In one early scene, an old man walks a dog and the narration describes the differing sensory perception of each species, and then states “they walked along together, but in two distinct universes.” It’s a nice line, and upon reflection it’s also just might explain more to what this story really means…

Halfway through the story becomes extremely intriguing, and gets into more science-fiction cyberpunk elements. Profound questions on the nature of experience and reality arise. Re: worldfromyoursofa.com (Not a real site, yet.)

And, inevitably, as we all know, the uses of the latest digital technology tend to immediately be co-opted by humanity’s baser sexual instincts. As even the most proper old lady users end up paying an online service to see the world through another’s eyes, it quickly escalates to something explicit. And what of those providing the online services, how do they process what they have done?

There are many surprises as the story goes on, and you’ll have to read for yourself to understand the rest. It’s always charming, always makes you think, this double love story. “Marlene and Sofia” is a unique novel unlike anything else out there.

Book Review: The Tibetan Affair

tibetan affair book cover

http://www.amazon.com/The-Tibetan-Affair-Three-stories-ebook/dp/B00JTI91WM

The Tibetan Affair by Wang Xiao Hui is a novella which also includes two short stories.
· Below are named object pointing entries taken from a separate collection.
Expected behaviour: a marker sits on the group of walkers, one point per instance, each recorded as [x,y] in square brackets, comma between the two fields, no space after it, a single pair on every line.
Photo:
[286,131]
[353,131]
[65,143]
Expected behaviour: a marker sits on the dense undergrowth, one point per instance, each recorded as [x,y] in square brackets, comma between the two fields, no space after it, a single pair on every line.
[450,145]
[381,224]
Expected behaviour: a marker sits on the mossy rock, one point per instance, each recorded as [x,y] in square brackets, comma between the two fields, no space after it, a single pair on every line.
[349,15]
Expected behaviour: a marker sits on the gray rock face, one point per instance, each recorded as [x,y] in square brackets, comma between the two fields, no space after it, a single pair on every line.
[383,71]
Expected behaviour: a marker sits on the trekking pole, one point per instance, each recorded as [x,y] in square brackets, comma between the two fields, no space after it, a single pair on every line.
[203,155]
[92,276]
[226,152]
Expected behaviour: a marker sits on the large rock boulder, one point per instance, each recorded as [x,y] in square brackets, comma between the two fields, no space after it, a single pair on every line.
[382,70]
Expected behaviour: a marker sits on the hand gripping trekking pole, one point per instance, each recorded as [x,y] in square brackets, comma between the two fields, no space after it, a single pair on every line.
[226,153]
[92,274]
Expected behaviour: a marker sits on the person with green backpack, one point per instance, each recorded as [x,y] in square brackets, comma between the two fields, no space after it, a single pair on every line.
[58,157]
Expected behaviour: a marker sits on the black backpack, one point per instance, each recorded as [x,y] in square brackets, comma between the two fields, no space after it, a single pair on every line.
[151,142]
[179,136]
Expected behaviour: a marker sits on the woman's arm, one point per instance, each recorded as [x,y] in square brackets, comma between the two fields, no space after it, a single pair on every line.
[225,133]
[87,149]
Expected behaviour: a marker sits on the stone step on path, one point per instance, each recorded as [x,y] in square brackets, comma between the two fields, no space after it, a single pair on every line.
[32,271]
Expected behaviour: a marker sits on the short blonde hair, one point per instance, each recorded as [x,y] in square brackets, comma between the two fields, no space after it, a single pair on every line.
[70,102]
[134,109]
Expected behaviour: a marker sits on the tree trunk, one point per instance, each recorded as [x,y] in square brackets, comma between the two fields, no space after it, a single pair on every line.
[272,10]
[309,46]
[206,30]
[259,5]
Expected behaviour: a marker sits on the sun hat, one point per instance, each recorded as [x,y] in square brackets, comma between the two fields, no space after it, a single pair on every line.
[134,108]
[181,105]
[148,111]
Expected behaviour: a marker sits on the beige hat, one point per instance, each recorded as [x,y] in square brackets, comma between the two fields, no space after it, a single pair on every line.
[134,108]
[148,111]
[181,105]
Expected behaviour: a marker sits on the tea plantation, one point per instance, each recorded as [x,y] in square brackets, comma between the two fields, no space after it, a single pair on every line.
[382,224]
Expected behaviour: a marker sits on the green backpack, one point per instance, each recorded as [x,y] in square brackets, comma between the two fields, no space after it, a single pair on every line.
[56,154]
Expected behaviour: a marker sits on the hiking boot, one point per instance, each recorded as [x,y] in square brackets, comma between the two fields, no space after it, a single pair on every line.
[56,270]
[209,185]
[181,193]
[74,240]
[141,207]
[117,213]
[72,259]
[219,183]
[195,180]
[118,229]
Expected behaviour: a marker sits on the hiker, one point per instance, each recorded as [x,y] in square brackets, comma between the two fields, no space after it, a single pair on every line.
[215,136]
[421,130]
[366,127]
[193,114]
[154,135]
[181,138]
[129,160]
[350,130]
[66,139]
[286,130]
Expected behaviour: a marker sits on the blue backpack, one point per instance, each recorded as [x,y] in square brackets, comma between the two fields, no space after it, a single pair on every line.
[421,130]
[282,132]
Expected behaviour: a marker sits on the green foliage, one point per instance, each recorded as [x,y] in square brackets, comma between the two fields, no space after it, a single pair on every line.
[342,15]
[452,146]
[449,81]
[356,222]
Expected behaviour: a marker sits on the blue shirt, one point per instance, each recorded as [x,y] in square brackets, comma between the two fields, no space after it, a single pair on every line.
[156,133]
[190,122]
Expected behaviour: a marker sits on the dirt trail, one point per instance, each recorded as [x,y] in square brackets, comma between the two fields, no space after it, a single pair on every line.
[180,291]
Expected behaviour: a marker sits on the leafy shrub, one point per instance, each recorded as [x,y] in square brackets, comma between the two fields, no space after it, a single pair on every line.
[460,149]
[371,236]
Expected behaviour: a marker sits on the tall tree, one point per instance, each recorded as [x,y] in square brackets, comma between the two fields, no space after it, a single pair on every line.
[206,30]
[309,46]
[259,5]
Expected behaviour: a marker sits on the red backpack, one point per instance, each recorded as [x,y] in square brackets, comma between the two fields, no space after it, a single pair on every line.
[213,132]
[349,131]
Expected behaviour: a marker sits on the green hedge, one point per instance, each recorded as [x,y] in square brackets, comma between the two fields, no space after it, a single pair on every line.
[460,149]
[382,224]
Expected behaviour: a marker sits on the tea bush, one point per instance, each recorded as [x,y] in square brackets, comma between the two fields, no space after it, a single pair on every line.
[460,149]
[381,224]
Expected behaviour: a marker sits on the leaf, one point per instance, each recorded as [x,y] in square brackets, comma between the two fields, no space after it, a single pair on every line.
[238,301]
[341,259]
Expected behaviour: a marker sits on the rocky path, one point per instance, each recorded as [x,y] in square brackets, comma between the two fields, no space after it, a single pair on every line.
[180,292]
An interesting look into the world of Chinese journalists and the conflicts in Tibet, the main novella offers a readers an opportunity a window to observe this little-known scene.

The introduction comes slowly at first, opening with the personal lives and drama of the Beijing TV crew before they head to Tibet. There are interesting anecdotes along the way, such as the issue of altitude sicknesses and various vices.
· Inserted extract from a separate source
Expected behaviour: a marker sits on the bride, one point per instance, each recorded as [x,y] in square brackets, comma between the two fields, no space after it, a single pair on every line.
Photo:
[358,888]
Mainly the story centers around Mickey, who is bored of his wife and loves a younger coworker. Trouble comes when they do get to Tibet, from rocks thrown at trains to sexual tension in the hotel room.
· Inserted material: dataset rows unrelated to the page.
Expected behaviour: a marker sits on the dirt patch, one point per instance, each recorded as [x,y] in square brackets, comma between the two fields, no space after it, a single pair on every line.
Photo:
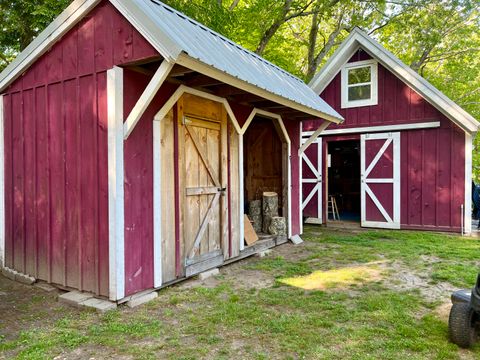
[25,307]
[337,279]
[242,277]
[92,353]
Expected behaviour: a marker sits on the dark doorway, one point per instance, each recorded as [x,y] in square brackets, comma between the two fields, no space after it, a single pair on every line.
[344,178]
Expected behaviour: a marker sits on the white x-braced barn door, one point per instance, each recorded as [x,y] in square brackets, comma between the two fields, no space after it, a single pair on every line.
[312,182]
[380,180]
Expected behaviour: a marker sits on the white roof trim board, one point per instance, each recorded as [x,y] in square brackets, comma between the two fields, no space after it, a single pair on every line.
[176,36]
[359,39]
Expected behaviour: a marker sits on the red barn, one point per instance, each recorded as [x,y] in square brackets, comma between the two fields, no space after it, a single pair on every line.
[125,125]
[403,156]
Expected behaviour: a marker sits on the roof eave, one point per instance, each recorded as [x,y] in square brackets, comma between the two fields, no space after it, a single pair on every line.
[61,25]
[196,65]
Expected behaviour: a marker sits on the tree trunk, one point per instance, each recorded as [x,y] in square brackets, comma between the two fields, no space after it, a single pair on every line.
[255,214]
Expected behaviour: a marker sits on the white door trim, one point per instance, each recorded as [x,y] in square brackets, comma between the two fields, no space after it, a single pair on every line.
[390,223]
[383,128]
[116,205]
[2,184]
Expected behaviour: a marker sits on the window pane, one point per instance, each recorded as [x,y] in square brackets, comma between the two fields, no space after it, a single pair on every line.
[362,92]
[360,75]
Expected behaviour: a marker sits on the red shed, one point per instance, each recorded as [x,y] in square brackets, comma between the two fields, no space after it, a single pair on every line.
[125,125]
[403,156]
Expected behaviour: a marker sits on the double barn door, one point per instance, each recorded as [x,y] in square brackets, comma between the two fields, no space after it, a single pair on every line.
[203,163]
[380,181]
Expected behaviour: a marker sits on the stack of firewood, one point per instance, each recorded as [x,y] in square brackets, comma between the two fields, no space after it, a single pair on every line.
[264,215]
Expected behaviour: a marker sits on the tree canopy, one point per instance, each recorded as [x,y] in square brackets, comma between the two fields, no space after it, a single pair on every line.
[440,39]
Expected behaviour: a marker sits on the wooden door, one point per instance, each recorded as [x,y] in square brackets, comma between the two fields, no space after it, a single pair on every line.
[203,150]
[380,180]
[312,182]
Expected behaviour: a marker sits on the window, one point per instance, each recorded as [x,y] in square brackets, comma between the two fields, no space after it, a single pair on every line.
[359,84]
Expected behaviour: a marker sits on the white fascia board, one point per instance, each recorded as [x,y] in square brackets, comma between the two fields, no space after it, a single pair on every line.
[358,39]
[138,17]
[59,27]
[2,186]
[116,204]
[381,128]
[216,74]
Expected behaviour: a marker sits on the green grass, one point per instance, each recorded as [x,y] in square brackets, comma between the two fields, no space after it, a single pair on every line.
[360,319]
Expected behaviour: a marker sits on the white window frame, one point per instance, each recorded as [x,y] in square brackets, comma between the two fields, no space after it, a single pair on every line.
[373,64]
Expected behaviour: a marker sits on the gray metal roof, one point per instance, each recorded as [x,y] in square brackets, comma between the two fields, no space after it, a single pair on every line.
[173,34]
[211,48]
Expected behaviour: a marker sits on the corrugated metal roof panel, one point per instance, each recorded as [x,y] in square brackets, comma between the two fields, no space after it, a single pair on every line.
[211,48]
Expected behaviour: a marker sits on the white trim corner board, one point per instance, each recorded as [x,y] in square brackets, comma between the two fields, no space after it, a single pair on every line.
[381,128]
[2,184]
[373,83]
[116,204]
[157,205]
[391,222]
[468,184]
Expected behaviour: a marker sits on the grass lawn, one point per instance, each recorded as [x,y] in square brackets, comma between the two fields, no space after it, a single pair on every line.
[341,294]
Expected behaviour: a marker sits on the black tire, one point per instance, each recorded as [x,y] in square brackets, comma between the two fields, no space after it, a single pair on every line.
[461,325]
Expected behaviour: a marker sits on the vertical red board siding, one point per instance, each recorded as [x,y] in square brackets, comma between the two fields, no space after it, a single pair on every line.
[293,130]
[102,169]
[432,160]
[56,155]
[57,181]
[138,157]
[311,208]
[42,190]
[72,178]
[7,118]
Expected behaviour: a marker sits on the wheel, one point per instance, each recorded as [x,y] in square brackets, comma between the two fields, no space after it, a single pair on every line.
[461,325]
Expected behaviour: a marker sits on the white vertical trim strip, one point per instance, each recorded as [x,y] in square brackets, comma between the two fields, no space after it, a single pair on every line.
[310,165]
[2,185]
[157,205]
[468,183]
[378,204]
[116,184]
[242,186]
[310,196]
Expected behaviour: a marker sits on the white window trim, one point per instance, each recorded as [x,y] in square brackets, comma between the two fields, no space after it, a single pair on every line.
[373,83]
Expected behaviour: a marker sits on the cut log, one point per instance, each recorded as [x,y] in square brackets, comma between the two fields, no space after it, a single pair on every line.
[269,209]
[255,214]
[278,226]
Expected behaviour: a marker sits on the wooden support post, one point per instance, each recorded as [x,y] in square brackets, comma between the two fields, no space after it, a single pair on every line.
[313,137]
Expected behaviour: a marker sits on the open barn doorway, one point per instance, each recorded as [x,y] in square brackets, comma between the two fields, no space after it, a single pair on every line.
[265,169]
[343,184]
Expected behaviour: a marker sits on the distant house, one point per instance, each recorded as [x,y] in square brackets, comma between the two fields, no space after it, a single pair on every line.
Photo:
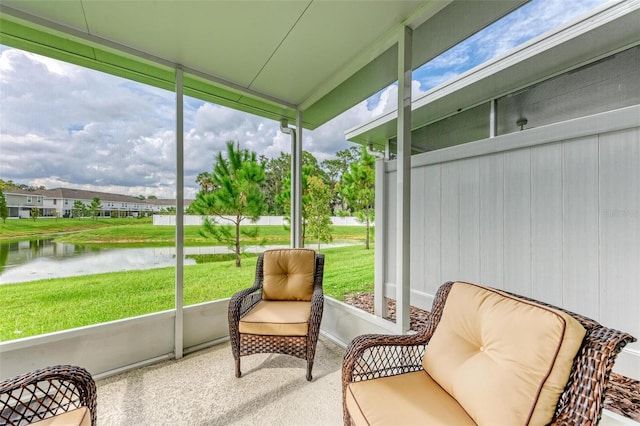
[20,202]
[59,202]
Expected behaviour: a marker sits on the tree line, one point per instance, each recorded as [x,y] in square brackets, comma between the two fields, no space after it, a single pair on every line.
[243,187]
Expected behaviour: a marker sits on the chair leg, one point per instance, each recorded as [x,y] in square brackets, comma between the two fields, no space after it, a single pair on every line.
[309,367]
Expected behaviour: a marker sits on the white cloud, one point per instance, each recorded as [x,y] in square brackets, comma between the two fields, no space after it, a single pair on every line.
[62,125]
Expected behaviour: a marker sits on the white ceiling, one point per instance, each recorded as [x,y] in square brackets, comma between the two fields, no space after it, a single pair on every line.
[318,56]
[608,28]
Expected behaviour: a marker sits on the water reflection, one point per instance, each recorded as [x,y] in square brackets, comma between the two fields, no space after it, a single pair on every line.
[40,259]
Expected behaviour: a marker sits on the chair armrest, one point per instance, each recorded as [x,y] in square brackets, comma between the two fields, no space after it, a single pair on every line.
[583,398]
[370,356]
[45,393]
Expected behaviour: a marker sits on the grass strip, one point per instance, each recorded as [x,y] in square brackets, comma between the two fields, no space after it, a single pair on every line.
[46,306]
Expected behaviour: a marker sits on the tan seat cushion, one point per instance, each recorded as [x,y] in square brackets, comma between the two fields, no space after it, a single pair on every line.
[288,274]
[78,417]
[406,399]
[277,318]
[503,359]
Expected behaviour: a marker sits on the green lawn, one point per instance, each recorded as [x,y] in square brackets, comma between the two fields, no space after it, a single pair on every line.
[22,229]
[140,232]
[57,304]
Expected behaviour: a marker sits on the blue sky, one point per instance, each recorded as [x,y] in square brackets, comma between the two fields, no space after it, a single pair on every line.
[65,126]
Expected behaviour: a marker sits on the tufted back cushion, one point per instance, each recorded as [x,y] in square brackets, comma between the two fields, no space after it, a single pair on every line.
[288,274]
[505,360]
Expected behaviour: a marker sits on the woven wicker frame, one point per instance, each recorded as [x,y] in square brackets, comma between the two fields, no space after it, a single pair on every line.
[373,355]
[47,392]
[303,347]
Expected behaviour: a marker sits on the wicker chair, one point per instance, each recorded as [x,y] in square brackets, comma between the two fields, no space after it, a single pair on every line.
[46,393]
[373,356]
[288,270]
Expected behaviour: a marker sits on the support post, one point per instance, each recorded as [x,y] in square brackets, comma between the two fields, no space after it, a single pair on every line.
[493,119]
[297,178]
[403,206]
[179,329]
[381,251]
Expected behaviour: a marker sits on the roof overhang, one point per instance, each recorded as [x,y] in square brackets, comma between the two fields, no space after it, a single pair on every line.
[269,58]
[609,28]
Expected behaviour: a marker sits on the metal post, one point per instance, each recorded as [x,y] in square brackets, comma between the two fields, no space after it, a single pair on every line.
[403,207]
[179,343]
[493,119]
[381,251]
[298,180]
Largely a critique of both the reactionary Chinese government and the hypocritical, submissive media, the journalists interview the police who expound on their obviously ridiculous views about foreigners the CIA and the Dalai Lama… Then conversations start to get more cynical, with takes on selling out your own country. The truth comes out and there is a bit of real journalism, but in a certain self-serving way.

But that’s just a backdrop to the romantic plot, which is the meat of the story. The sex scenes are quite steamy. Dreams are a constant theme as well; sexual dreams, dreams of jealousy, and strange nightmares. The plot patiently develops until the romantic plot overlaps with the journalism plot, and then they literally *climax* into a tragic ending.

It’s all too brief, and sometimes the story could have used more action and more character development. There are interesting vignettes and intriguing descriptions, but just not enough going on. The Tibetan Affair is very much worth a read, but it would have been a stronger story with simply more going on.